Hopefully Aaron will be able to finish Bubble City by excluding or neutralizing or properly incorporating outworld reflexion (like this and that of Blogoscoped) into it. Finishing a novel and completing a code are not the same though and epic talent has the bad habit not to let young writers reach perfection in their early trials.
Here are 2 sections from Bubble city and the links to the 11 chapters so far (it is not aggregated as far as I know and you always have to change the numbers at the end of the URL):
He popped open the recording software, making sure he got his nose squarely in its frame, his face so close that spittle would land on the lens. In a world where every teenage kid could stream a live feed of himself having sex to millions, only the most aggressive vlogcasters survived. Wayne was no dummy. He didn’t get to be the number seven blog in the TechnoScene rankings by sitting back and offering his opinions. No. This was war and every show a battle.
Today’s enemy? Newsflip, one of the crummy little online news aggregator sites, which was threatening to write him out of the history books by dumping the technology he’d single-handedly invented, news notation analysis (NNA), and going with some upstart competitor that didn’t even bother to have an acronym for a name. Sure, Newsflip was a tiny site in the scheme of things, but if it switched it would set a dangerous precedent.
Downtown San Francisco is a world of carefully-gridded streets and looming skyscrapers, but hidden behind a gas station on Third is a place that almost looks like another world. The sun shines brightly upon a park with green grass and tall shady trees and vibrant swings with children. The park is an oval and the perimeter is lined with small, pastel-colored buildings. Here and there are a smattering of small cafes and restaurants. And the other buildings are filled with startups. Twitter here. Adaptive Path there. Even Yahoo, when it wanted to encourage its employees to be more startup-y, opened up an office in the neighborhood. Sit on the grass and chances are you’ll sit near a friend from another company or bump into them in line at a cafe. The place crawls with companies and back on the street, surveying the scene with a distant but watchful eye, lie the journalists, whose publications cover with awe the rumblings of those below. It was here that Newsflip made its home.
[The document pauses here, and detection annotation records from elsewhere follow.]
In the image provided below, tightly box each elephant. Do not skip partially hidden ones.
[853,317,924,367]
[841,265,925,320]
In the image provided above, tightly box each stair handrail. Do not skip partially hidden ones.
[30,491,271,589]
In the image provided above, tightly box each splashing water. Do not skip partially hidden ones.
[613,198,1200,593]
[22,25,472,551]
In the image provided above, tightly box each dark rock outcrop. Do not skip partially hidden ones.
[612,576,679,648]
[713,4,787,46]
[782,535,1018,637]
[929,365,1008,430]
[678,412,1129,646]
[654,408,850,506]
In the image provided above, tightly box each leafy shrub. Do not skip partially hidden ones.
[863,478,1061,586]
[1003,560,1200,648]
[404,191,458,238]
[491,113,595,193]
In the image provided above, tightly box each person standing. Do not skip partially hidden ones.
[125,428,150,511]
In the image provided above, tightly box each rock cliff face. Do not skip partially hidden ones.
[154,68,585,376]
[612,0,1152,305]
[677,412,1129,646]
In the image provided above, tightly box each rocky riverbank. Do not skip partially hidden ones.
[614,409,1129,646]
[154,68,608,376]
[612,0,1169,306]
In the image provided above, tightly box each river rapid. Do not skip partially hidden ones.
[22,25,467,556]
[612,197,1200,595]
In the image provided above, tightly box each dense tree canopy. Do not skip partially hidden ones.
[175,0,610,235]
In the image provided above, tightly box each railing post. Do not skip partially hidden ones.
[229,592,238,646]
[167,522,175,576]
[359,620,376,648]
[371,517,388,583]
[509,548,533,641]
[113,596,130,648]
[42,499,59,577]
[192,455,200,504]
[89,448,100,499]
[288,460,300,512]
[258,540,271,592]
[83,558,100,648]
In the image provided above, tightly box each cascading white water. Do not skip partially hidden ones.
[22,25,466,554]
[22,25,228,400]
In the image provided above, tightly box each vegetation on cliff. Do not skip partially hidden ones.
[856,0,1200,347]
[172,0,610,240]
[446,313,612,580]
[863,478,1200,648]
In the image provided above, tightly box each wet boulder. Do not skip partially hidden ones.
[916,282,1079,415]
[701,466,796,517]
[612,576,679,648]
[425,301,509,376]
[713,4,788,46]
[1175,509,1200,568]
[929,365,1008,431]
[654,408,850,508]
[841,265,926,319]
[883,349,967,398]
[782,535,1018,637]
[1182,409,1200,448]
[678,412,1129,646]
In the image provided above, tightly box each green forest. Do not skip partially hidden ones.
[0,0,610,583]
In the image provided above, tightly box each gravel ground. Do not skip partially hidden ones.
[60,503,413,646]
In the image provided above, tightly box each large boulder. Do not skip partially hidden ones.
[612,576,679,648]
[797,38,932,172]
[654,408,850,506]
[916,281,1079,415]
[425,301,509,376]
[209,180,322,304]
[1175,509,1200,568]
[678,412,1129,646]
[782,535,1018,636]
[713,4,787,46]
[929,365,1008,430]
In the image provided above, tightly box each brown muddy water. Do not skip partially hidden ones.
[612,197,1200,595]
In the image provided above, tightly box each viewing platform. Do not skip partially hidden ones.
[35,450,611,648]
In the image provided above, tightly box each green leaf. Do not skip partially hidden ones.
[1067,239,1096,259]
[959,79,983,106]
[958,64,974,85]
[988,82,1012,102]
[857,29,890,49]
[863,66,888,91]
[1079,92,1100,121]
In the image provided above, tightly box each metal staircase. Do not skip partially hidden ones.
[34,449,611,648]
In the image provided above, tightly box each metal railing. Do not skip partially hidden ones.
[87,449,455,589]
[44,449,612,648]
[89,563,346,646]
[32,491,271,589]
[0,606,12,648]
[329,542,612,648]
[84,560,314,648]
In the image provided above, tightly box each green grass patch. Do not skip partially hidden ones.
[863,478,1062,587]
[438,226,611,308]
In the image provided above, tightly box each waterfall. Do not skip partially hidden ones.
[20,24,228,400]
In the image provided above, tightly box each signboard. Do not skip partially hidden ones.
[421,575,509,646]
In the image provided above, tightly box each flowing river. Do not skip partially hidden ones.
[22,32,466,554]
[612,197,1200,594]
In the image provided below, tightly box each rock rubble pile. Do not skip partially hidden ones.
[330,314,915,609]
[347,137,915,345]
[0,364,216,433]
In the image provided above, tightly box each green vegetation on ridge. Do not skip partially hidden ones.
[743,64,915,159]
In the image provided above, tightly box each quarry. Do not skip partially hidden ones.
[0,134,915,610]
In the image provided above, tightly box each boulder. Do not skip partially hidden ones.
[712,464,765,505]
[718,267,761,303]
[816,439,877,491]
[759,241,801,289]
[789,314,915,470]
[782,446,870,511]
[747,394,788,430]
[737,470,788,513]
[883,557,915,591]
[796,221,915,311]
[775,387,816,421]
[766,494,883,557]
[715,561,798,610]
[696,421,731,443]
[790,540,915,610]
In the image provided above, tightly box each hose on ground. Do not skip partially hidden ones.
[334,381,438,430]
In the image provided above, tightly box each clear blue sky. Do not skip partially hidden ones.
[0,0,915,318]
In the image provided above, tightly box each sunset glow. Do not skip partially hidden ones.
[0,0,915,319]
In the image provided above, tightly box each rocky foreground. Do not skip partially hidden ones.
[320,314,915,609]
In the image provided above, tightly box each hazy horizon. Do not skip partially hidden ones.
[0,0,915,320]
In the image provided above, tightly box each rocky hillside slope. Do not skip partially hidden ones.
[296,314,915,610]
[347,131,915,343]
Jason entered the building expecting to be greeted warmly by the relaxed startup world. Instead, the scene he entered was utter chaos. “Get me CNN!” shouted a man at the front of the room, apparently to no one in particular. Others buzzed at their desks, shouting to one another, shouting at their phones, shouting at their computers, shouting at their coffee mugs. One guy just seemed to keep spinning around in his chair for no reason in particular.
Jason stood around surveying the scene for a moment until a man standing up motioned for him to come over. “What do you mean we can’t get CNN?” he shouted into his phone. “This is America.” He placed his hand over the phone and looked down. “You must be Jason,” he said. “Uh, yes, sir. Are you–” “Goddamn it, I don’t care if you have to buy it, I want a 5 minute segment on Wolf Blitzer.” He covered the phone again. “It’s great to have you on the team, son.” Jason thought this was a bit fast to be adopted as a son, but didn’t feel like he could press the point.